Bayesian estimation of rainfall dispersion in Thailand using gamma distribution with excess zeros.

Abstract

The gamma distribution is commonly used to model environmental data. However, rainfall data often contain zero observations, which violates the assumption that all observations must be positive in a gamma distribution, and so a gamma model with excess zeros treated as a binary random variable is required. Rainfall dispersion is important and interesting, the confidence intervals for the variance of a gamma distribution with excess zeros help to examine rainfall intensity, which may be high or low risk. Herein, we propose confidence intervals for the variance of a gamma distribution with excess zeros by using fiducial quantities and parametric bootstrapping, as well as Bayesian credible intervals and highest posterior density intervals based on the Jeffreys’, uniform, or normal-gamma-beta prior.
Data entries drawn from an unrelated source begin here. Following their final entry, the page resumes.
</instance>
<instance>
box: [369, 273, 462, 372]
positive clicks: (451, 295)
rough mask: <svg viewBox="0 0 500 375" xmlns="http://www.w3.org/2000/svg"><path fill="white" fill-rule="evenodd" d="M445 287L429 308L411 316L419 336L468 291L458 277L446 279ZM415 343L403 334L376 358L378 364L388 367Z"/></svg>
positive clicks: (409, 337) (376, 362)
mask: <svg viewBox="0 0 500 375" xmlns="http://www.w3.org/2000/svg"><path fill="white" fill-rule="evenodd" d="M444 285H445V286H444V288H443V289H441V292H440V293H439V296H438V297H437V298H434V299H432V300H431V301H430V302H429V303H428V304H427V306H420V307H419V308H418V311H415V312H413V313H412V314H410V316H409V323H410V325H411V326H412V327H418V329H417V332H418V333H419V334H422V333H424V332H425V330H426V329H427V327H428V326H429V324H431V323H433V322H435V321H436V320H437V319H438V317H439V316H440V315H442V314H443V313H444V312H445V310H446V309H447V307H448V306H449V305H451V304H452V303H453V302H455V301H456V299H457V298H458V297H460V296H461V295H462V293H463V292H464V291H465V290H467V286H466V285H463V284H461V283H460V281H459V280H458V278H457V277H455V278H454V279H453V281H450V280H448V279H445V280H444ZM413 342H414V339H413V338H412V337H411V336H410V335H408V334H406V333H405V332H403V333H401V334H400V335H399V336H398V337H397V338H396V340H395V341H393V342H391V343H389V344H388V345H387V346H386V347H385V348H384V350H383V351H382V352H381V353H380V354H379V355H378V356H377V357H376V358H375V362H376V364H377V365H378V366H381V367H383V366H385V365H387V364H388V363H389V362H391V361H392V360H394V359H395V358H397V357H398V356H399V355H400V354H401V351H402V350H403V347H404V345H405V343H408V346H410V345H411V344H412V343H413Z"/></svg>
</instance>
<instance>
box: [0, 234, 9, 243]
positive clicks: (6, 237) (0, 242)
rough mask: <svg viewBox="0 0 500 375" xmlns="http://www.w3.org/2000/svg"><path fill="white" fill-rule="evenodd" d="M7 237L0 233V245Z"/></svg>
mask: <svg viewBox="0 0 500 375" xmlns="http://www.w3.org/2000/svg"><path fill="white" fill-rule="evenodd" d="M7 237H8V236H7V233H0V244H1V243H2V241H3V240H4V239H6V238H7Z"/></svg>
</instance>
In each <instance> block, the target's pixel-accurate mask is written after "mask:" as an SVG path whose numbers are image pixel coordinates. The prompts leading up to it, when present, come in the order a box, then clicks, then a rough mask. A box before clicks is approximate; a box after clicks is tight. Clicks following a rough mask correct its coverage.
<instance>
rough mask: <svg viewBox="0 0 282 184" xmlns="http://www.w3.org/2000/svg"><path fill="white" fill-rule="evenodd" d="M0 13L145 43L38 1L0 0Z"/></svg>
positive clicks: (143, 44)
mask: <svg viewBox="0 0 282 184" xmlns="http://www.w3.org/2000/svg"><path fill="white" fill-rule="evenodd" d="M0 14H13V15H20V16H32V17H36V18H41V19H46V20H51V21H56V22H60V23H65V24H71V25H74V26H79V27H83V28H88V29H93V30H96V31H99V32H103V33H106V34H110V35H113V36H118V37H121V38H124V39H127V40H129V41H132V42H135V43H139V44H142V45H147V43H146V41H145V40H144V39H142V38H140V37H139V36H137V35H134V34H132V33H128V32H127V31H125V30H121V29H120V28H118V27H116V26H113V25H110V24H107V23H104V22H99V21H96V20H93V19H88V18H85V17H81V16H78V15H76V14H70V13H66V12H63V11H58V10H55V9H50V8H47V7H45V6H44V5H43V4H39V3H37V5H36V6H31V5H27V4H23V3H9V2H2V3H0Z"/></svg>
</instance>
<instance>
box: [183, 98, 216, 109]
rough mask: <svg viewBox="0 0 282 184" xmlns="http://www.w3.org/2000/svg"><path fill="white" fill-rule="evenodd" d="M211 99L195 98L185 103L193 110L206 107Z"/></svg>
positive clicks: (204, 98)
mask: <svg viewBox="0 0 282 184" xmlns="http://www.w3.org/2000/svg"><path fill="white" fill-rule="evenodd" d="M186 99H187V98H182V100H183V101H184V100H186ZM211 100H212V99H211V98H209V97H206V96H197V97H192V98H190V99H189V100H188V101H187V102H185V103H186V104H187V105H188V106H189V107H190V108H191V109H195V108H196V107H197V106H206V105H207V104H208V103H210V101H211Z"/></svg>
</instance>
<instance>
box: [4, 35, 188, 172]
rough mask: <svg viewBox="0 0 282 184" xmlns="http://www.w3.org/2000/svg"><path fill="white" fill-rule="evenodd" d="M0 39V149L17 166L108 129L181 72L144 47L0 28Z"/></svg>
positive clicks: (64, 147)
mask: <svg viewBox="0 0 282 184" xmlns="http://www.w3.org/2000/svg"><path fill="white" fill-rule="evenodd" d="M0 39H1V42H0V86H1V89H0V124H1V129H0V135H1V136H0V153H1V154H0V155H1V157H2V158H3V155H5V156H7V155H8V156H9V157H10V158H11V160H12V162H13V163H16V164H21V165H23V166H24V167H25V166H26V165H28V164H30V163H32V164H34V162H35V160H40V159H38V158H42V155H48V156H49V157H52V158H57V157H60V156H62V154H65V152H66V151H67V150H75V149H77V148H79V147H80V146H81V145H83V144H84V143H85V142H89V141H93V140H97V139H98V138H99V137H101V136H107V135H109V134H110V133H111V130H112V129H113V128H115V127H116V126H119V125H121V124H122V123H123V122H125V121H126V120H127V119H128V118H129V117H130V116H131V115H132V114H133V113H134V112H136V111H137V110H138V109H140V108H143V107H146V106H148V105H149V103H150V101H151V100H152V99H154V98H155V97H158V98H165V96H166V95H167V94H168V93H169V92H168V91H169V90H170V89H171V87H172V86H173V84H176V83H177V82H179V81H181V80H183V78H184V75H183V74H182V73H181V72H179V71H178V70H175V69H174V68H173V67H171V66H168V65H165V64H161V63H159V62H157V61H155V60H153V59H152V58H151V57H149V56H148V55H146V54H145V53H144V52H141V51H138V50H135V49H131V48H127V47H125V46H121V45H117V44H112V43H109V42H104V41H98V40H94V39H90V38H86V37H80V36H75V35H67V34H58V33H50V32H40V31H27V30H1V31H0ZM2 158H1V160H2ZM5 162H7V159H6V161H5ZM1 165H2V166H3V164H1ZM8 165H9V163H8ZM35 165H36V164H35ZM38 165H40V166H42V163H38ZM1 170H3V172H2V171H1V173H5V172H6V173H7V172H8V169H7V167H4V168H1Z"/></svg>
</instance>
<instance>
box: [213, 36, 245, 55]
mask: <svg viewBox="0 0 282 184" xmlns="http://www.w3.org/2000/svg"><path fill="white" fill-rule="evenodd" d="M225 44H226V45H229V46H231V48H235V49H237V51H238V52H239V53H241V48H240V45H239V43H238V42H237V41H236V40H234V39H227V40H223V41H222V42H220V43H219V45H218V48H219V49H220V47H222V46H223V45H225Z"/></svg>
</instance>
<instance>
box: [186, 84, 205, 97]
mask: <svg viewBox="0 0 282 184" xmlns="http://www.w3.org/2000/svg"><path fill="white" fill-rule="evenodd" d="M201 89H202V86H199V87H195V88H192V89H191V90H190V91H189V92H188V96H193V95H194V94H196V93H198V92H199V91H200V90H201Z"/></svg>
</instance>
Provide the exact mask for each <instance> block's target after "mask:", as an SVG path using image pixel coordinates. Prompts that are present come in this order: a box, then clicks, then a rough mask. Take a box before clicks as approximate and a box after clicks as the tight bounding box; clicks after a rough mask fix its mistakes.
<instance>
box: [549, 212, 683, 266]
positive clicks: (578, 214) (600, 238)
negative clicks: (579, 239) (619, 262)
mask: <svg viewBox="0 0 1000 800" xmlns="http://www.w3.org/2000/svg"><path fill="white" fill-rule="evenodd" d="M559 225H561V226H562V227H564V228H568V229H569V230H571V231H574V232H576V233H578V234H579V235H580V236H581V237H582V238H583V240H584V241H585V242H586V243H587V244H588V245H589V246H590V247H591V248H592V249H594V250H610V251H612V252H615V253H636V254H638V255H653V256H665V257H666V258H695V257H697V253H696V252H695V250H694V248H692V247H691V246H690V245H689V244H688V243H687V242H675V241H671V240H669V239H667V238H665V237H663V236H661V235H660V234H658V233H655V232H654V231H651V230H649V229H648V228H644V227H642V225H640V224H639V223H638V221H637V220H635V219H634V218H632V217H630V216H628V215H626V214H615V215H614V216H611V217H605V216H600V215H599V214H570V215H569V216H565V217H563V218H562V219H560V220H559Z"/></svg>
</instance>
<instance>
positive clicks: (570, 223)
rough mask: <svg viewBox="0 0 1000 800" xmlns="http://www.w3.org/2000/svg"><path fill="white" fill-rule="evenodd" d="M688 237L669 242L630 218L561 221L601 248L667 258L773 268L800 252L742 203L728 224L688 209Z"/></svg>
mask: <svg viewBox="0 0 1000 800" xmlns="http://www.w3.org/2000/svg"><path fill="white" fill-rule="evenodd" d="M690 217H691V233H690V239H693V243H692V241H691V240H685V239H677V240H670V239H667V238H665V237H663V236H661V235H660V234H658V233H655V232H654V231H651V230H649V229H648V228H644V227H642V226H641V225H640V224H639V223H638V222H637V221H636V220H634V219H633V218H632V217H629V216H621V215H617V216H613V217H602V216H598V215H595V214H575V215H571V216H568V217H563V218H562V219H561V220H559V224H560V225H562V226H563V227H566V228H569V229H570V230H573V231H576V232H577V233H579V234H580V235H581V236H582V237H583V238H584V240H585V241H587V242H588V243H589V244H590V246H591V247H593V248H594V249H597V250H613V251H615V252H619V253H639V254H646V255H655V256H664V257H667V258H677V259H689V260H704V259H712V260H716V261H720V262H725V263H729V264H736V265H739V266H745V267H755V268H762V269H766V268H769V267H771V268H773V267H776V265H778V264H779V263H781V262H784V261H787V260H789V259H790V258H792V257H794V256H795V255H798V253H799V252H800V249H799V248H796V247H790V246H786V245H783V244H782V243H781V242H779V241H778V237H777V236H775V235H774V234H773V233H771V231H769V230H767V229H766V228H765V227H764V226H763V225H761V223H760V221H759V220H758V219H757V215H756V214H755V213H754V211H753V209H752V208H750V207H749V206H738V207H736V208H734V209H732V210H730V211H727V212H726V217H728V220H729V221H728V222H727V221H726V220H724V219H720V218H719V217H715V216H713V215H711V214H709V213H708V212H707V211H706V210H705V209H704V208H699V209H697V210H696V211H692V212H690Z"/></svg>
The performances of the proposed confidence interval were evaluated by establishing their coverage probabilities and average lengths via Monte Carlo simulations. The fiducial quantity confidence interval performed the best for a small probability of the sample containing zero observations (δ) whereas the Bayesian credible interval based on the normal-gamma-beta prior performed the best for large δ. Rainfall data from the Kiew Lom Dam in Lampang province, Thailand, are used to illustrate the efficacies of the proposed methods in practice.